Project: Heaps and priority queues

With the jawbone of a donkey
heaps upon heaps,
with the jawbone of a donkey
have I struck down a thousand men.

Judges 15:16

1. Introduction

The goal of this project is to learn the specification, implementation, and uses of the priority queue abstract data type. If this project feels like a Programming II lab, it's because it was at one time a Programming II lab, one of my favorites, that had to get cut for the sake of time. But it now has new life as a DS&A project.

The project accompanies the material found in Section 2.3 in the book, but there isn't any project in the book for it (yet). Moreover, Section 2.3 in the draft printed at the bookstore is out of date in at some points. The main difference is that the method called heapify() in the text is called sinkKeyAt() in the revised version of the code, and there is a corresponding raiseKeyAt().

A priority queue as an abstract data type is a collection of uniform elements that are comparable (or have some attribute which is comparable), with the operations

to test if it is empty,
to test if it is full,
to insert a new element, and
to retrieve and/or remove the greatest element, according to how the elements are compared,
to test whether an element is in the collection,
to indicate that an element's priority has increased.

Thus priority queues are similar to stacks and queues in that you can add and remove elements in only one way, but they differ in that the order in which elements are removed does not depend on the order in which they were added but instead on some inherent priority.

The elements will be referred to as keys to be consistent with the terminology used for sets and maps. The last operation listed above, "increase key," is a more specialized operation which may seem out of place in this project, but it will prove useful later in the course with some algorithms that use efficient priority queues.

There are many possible ways to implement a priority queue: One could imagine a list or set where one simply searches for the highest priority key, or we could maintain a list sorted by the keys' prioirties. The classical, efficient implementation, however, uses a concrete data structure called a heap. A heap is a variation on a binary tree. Specifically, a heap is a binary tree such that

it is implemented as an array, where a node's children are stored in positions that can be calcuated from the position of the node itself, essentially by doubling the node's index.
it is almost complete, meaning it is complete except possibly in the last level, in which it is filled from the left up to some point.
it satisfies the heap property, which states that for every node, its comparable attribute is greater than that of either of its children and that the subtrees rooted at its children also satisfy the heap property.

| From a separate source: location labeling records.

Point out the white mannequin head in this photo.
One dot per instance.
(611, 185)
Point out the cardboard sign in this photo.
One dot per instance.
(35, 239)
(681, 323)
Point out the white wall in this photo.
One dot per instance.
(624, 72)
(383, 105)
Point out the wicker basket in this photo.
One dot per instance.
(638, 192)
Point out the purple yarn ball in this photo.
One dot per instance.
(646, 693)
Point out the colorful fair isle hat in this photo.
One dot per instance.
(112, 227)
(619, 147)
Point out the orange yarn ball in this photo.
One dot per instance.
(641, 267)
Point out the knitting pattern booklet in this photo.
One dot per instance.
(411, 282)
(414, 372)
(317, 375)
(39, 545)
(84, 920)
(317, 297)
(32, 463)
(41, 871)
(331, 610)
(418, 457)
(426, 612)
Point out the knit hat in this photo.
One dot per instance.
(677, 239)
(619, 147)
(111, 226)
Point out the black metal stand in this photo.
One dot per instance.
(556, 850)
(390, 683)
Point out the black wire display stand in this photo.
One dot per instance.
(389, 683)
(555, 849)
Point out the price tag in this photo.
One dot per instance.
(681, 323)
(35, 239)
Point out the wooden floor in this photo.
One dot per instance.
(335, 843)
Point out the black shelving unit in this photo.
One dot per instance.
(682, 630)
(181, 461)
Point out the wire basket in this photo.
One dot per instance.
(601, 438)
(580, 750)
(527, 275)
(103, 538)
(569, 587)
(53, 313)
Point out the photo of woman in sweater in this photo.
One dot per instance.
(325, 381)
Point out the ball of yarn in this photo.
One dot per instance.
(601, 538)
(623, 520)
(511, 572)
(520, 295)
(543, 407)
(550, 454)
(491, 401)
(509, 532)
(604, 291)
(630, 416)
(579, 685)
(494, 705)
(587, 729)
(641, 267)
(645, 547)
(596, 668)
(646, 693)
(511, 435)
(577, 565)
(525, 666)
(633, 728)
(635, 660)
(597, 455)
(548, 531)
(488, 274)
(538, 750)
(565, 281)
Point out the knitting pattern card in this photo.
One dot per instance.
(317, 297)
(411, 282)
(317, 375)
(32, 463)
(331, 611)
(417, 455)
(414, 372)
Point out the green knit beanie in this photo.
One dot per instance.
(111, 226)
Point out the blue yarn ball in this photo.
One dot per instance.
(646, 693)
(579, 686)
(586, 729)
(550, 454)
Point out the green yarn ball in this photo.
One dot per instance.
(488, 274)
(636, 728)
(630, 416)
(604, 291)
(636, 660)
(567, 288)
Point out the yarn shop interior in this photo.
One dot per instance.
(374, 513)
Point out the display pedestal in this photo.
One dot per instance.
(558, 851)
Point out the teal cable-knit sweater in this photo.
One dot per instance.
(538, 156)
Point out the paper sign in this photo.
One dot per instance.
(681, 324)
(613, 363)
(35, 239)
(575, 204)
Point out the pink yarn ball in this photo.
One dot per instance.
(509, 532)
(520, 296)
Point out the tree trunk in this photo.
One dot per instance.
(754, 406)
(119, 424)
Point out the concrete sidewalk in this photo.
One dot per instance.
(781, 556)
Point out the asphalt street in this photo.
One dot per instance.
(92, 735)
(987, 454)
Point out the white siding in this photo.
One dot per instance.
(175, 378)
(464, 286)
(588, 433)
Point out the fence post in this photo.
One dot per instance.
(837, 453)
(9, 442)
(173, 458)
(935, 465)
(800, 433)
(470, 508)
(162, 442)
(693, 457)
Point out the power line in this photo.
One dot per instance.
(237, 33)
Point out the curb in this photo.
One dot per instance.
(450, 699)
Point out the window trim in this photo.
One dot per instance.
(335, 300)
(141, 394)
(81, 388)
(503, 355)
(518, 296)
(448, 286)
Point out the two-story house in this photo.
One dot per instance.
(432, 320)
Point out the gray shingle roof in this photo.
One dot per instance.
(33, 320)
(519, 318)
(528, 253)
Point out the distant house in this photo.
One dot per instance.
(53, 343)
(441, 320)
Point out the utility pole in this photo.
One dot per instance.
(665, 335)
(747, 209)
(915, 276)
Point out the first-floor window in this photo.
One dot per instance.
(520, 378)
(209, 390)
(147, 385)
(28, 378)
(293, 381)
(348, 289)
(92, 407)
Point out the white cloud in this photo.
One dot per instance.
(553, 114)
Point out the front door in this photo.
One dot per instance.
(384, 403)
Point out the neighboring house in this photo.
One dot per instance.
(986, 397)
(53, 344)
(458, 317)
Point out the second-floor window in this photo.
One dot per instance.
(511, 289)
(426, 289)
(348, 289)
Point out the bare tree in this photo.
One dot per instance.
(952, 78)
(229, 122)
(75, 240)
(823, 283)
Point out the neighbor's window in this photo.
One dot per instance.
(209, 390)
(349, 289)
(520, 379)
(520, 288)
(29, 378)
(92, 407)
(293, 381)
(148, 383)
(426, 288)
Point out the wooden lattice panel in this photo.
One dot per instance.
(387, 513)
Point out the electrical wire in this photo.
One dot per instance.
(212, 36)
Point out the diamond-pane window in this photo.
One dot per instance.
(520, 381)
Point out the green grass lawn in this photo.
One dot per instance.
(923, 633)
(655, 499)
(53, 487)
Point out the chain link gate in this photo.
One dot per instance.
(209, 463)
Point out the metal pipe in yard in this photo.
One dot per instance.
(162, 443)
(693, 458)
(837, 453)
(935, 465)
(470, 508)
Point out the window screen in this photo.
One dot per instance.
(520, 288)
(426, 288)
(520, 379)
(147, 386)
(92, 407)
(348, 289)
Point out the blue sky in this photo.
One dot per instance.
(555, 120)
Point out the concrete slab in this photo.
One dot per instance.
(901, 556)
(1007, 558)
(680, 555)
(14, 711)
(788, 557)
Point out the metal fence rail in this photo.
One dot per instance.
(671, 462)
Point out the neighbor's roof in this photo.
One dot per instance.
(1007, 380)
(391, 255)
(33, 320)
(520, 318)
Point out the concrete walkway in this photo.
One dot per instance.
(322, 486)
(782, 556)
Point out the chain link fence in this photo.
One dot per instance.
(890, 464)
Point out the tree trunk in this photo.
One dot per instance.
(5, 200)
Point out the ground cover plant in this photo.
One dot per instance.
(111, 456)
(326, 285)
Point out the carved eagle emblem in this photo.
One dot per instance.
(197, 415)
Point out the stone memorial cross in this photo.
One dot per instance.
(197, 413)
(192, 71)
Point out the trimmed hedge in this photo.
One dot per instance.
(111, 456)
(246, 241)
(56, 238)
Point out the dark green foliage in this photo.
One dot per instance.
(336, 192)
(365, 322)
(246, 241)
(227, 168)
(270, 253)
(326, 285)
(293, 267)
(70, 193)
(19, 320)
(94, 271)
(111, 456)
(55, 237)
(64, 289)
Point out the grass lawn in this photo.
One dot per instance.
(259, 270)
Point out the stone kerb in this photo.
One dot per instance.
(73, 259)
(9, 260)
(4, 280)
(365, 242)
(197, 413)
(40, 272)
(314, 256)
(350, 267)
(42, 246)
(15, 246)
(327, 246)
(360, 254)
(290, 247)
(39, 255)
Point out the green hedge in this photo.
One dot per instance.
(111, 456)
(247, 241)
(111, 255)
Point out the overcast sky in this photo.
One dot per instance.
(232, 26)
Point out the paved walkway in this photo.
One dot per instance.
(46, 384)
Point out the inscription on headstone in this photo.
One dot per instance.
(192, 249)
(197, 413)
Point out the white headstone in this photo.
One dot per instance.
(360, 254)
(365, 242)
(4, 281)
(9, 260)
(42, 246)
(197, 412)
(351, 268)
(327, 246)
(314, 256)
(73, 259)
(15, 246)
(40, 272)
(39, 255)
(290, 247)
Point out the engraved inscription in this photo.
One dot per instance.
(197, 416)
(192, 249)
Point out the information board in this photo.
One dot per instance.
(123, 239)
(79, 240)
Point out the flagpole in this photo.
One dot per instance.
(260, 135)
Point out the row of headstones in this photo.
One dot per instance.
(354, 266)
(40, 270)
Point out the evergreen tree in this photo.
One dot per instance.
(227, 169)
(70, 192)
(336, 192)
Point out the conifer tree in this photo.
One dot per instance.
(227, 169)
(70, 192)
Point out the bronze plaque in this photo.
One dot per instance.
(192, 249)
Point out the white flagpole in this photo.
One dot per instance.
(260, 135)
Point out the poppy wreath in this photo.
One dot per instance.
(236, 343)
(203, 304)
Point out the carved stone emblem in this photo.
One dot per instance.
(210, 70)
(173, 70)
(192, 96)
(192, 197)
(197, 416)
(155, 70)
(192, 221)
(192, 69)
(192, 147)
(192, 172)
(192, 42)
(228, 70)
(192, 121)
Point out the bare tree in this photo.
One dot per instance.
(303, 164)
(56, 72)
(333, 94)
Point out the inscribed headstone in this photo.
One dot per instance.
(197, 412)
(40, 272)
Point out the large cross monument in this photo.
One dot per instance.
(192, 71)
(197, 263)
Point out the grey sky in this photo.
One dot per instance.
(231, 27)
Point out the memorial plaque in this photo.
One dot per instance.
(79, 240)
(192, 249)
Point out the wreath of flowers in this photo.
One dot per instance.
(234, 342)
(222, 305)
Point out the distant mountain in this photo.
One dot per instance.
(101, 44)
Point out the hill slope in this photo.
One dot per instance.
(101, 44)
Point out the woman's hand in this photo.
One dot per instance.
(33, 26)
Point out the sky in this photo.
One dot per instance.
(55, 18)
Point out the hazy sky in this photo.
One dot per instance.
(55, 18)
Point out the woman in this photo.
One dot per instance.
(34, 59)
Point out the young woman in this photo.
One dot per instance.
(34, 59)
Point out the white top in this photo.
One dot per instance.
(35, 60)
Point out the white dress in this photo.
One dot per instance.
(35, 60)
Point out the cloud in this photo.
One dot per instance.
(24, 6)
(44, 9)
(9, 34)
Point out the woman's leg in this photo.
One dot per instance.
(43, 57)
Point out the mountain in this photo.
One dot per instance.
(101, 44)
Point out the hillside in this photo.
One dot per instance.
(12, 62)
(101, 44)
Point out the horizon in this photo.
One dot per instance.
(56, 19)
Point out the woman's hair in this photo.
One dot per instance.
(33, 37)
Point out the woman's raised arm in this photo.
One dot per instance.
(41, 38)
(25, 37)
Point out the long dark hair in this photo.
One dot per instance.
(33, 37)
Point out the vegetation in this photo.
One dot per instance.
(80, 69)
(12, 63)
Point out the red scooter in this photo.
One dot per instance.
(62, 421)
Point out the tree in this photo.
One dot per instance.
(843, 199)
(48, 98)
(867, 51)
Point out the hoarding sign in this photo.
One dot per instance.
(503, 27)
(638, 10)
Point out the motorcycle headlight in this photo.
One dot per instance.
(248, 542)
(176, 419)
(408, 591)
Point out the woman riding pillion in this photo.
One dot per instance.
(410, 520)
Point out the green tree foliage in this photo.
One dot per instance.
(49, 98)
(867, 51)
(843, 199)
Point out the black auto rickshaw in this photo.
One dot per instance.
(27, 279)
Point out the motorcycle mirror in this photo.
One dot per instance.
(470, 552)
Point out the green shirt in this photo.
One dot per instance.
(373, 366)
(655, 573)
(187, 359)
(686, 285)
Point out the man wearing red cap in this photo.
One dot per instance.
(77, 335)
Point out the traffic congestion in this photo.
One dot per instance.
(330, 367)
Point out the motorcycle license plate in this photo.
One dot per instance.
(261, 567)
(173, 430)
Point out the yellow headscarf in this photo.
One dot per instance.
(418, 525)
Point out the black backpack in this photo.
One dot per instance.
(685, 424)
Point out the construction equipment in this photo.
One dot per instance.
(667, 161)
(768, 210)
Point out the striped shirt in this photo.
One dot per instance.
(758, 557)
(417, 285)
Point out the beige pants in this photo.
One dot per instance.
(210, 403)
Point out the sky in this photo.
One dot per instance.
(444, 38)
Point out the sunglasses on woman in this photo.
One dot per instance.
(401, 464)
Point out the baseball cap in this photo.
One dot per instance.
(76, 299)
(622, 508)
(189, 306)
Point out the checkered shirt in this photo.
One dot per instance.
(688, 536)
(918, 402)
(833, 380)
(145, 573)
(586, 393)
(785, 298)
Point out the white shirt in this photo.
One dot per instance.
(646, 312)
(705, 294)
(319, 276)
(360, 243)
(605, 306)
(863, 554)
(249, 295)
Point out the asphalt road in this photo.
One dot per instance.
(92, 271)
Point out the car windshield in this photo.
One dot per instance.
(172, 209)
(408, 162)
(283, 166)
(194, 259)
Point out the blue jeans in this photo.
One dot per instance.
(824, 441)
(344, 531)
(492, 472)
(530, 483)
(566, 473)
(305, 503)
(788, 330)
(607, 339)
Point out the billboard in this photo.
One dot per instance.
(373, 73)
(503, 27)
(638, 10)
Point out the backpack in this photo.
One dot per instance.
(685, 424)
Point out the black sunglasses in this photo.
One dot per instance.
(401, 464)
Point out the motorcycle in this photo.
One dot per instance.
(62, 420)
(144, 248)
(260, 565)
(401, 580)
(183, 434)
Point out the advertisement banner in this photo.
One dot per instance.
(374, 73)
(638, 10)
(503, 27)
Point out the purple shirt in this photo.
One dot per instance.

Notice that this specification of a heap gives information both on its abstract/logical structure (being an almost complete binary tree, satisfying the heap property) and its implementation (an array). That is why a heap is a concrete data type; we will use it to implement the abstract data type priority queue.

(Technically, this specifies a max-heap. A min-heap works the same way except the smaller numbers are at the top.)

The following is an example of a heap, viewed both logically and as an array.

The heap will grow and shrink during the running of the programs in which we use it. Since the array cannot grow or shrink, the size of the array will represent a maximum size of the heap; as the heap grows and shrinks it will take up a larger or smaller portion of the array. Since we will maintain the property that the the binary tree is almost complete, it will always take up a contiguous portion of the array starting from the beginning; that is, any unused portion of the array will be at the end.

I am providing you with a partially-written class called Heap which you will use to build a priority queue. Specifically, PriorityQueue is an interface specifying the operations of any priority queue, not just one implemented using a heap; Heap is an abstract class giving the basic implementation of the heap data structure; and HeapPriorityQueue extends the Heap class and implements PriorityQueue.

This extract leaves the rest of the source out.